Teaser:
The U.S. State Department issued about 4,500 passports during fiscal year 2008 to registered sex offenders, according to a new report from the Government Accountability Office. The State Department says there is nothing it can do about it within the law.
The U.S. State Department issued about 4,500 passports during fiscal year 2008 to registered sex offenders (.pdf), according to a new report from the Government Accountability Office.
The GAO says that this number is a low-ball estimate because comparisons between State's passport database and the Department of Justice's National Sex Offender Registry (NSOR) were hampered by invalid Social Security numbers used to match passports to registered sex offenders.
The State Department, however, had a good excuse for this practice: "State has no statutory authority to deny passports to registered sex offenders, except those convicted of sex tourism," the GAO noted.
"The Secretary of State has responsibility for issuing passports to U.S. nationals and may only deny an application for a passport if there is a legal basis for denial," the State wrote in a caustic response to the GAO report. "The Department takes this responsibility very seriously."
Aside from a sex tourism conviction , the State Department can only deny a U.S. citizen a passport under certain conditions, such as probation, child support delinquency, or an outstanding felony warrant.
In the letter, the State Department accused the GAO of being sensational. The GAO's original title for the report was "Passports Issued to Thousands of Registered Sex Offenders," which lacked nuance. Instead, State wanted the report titled, "Existing U.S. Law Allows Passports to Be Issued to Registered Sex Offenders, Although GAO Found No Evidence That Sex Offenders Used Their Passports to Travel Abroad to Commit Sex Offenses." The GAO split the difference and called the report, "Current Situation Results in Thousands of Passports Issued to Registered Sex Offenders."

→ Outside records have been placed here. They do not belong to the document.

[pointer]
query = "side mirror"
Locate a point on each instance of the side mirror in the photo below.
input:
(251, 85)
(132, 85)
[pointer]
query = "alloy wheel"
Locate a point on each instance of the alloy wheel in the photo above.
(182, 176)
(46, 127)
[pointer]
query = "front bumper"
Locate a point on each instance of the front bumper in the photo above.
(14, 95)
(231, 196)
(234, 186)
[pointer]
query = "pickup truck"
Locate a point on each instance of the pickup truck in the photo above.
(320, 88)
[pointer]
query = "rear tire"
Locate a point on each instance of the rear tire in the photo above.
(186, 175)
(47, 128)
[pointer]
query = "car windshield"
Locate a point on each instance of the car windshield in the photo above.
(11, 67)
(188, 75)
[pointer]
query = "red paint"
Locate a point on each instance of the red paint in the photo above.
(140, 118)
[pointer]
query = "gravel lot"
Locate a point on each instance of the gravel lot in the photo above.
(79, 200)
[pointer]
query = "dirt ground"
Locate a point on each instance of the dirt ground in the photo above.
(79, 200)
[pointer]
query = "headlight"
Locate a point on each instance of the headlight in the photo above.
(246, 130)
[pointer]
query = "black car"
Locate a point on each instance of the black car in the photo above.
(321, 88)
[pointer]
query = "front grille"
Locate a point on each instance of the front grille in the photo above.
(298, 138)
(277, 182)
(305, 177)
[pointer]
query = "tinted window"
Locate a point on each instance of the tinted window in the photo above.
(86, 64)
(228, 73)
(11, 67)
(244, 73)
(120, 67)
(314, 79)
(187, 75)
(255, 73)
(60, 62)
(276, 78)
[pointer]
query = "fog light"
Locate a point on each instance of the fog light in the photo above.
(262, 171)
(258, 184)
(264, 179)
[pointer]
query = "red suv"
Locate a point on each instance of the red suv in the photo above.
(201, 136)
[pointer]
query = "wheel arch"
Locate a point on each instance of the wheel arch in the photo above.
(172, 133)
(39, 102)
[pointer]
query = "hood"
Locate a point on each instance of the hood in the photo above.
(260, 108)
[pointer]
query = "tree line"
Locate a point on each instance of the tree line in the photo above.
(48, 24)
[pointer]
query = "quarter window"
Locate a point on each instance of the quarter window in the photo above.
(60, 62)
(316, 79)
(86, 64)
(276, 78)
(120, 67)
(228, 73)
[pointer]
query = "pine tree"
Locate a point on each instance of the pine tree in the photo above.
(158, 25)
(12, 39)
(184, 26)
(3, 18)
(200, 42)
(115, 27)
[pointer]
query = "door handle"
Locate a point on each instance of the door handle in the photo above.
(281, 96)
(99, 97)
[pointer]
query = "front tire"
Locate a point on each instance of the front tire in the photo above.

Besides its lack of authority, the State Department also pointed out that it issued over 16 million passports in 2008—meaning less than 0.0003 percent of passports fell into the hands of registered sex offenders. Nevertheless, the GAO chose to use the imprecise description of "thousands" in the report's title, which doesn't reveal the minute percentages of passports issued to registered sex offenders, chides State.
(For more coverage of sex offenders inside the United States and within the global supply chain, see "Philadelphia-Area Schools Invest in Sex Offender Screening Software " and "Slaves in the Global Supply Chain .")
The report, however, does identify some rather surprising passport issuance policies.
For instance, incarceration doesn't stop a person from receiving a passport. In October of 2007, the State Department issued a passport to a Texas man then in prison for child pornography possession. He had previously been convicted of soliciting trips to Mexico to meet "young friends" with "other boy lovers," the GAO reports.
Another Texas sex offender, convicted of sexually assaulting a 7-year-old girl in the early 1990s, was issued a passport in December 2007. He then informed his local police department that he was moving to Mexico—a popular destination for sex tourism, reports the GAO.
Mexico does not have a sex offense registration system.